Untuk itulah, tidak bisa dibantah, bahwa siapa pun harus aktif membaca untuk melakukan validasi terhadap informasi yang didapatkan. Dalam upaya melawan post-truth, McIntyre memang tidak menyediakan peranti yang spesifik.
Mau tak mau publik harus mengadopsi skema dalam jurnalistik untuk menemukan kualitas suatu informasi dan berita. Seperti pandangan Bill Kovach dan Tom Rosenstiel dalam The Elements of Journalism, esensi dari jurnalisme adalah disiplin verifikasi.
Presiden Chicago Innocence Project, David Protess, dalam The Essentials of Journalism (Tom Rosenstiel) menjelaskan disiplin verifikasi dapat dikombinasikan dengan metode verifikasi dalam tiga lingkaran.
Dalam tulisan tersebut, Protess menjabarkan melalui gambar serangkaian lingkaran yang berpusat di papan tulis. Di lingkaran terluar terdapat dokumen sumber sekunder, seperti laporan pers atau hasil penelitian.

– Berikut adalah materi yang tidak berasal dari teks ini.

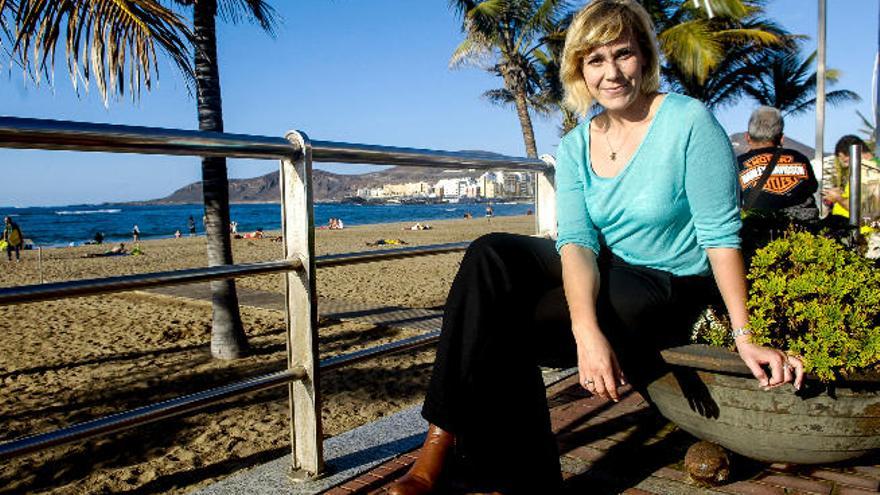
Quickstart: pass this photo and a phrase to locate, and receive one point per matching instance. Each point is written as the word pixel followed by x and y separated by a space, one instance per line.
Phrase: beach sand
pixel 64 362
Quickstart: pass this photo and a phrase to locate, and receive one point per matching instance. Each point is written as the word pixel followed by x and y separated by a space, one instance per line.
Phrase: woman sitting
pixel 647 214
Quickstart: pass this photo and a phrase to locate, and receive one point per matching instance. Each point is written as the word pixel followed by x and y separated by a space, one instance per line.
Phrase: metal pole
pixel 298 227
pixel 545 200
pixel 820 97
pixel 877 92
pixel 40 262
pixel 855 188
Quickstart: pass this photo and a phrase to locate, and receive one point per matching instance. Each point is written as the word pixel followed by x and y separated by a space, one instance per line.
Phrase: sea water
pixel 77 224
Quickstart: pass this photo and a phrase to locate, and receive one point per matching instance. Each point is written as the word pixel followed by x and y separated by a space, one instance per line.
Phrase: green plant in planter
pixel 812 297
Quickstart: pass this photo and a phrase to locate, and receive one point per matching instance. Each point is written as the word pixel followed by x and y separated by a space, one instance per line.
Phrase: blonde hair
pixel 600 23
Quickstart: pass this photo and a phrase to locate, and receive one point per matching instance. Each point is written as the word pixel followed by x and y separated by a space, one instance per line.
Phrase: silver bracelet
pixel 740 331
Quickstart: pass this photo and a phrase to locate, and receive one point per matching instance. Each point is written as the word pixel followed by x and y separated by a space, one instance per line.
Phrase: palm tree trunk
pixel 228 340
pixel 525 122
pixel 569 120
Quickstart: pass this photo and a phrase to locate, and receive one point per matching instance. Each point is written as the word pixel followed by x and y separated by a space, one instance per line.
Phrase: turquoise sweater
pixel 677 196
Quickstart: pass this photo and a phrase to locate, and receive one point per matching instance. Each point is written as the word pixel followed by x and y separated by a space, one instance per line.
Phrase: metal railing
pixel 296 153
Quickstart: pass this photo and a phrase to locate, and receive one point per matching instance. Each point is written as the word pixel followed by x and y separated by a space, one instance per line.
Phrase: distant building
pixel 410 189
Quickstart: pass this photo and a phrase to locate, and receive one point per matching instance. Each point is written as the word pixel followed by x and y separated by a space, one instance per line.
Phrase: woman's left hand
pixel 783 368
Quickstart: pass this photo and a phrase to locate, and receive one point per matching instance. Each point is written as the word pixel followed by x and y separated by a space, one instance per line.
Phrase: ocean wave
pixel 86 212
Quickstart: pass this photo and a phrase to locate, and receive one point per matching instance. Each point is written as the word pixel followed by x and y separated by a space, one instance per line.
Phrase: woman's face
pixel 613 73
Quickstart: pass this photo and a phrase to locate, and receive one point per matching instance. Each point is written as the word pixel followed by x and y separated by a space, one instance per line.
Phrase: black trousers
pixel 506 316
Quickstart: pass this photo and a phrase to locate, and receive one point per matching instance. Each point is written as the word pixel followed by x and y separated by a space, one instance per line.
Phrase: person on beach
pixel 791 184
pixel 13 238
pixel 647 212
pixel 838 197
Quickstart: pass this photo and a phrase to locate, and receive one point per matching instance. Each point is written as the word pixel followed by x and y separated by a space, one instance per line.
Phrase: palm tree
pixel 711 59
pixel 504 37
pixel 787 83
pixel 106 38
pixel 228 340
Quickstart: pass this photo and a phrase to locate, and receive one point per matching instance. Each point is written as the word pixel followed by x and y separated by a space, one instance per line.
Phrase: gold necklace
pixel 613 154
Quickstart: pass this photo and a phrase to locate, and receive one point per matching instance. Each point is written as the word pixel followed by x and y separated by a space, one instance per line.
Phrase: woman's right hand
pixel 598 369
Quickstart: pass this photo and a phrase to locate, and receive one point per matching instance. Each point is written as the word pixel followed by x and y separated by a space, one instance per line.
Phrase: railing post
pixel 297 223
pixel 855 189
pixel 545 200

Lingkaran berikutnya adalah dokumen sumber primer, dokumen persidangan seperti kesaksian dan pernyataan. Lingkaran terdalam adalah orang-orang atau aktor yang terlibat langsung, para saksi atau yang terlibat
Melalui tiga domain lingkaran tersebut, seseorang perlu melihat apakah semua hal yang ada di dalamnya linier dan relevan. Dengan kata lain, prosesnya tentu saja dengan memeriksa lingkar sumber dan memverifikasi data yang didapatkan. Inilah langkah penting dalam menghadapi ledakan informasi, lebih-lebih pada masa post-truth seperti saat ini.
(Esai ini terbit di Harian Solopos edisi 19 Desember 2024. Penulis adalah dosen di Fakultas Sastra Budaya dan Komunikasi Universitas Ahmad Dahlan Yogyakarta)
Sentimen: neutral (0%)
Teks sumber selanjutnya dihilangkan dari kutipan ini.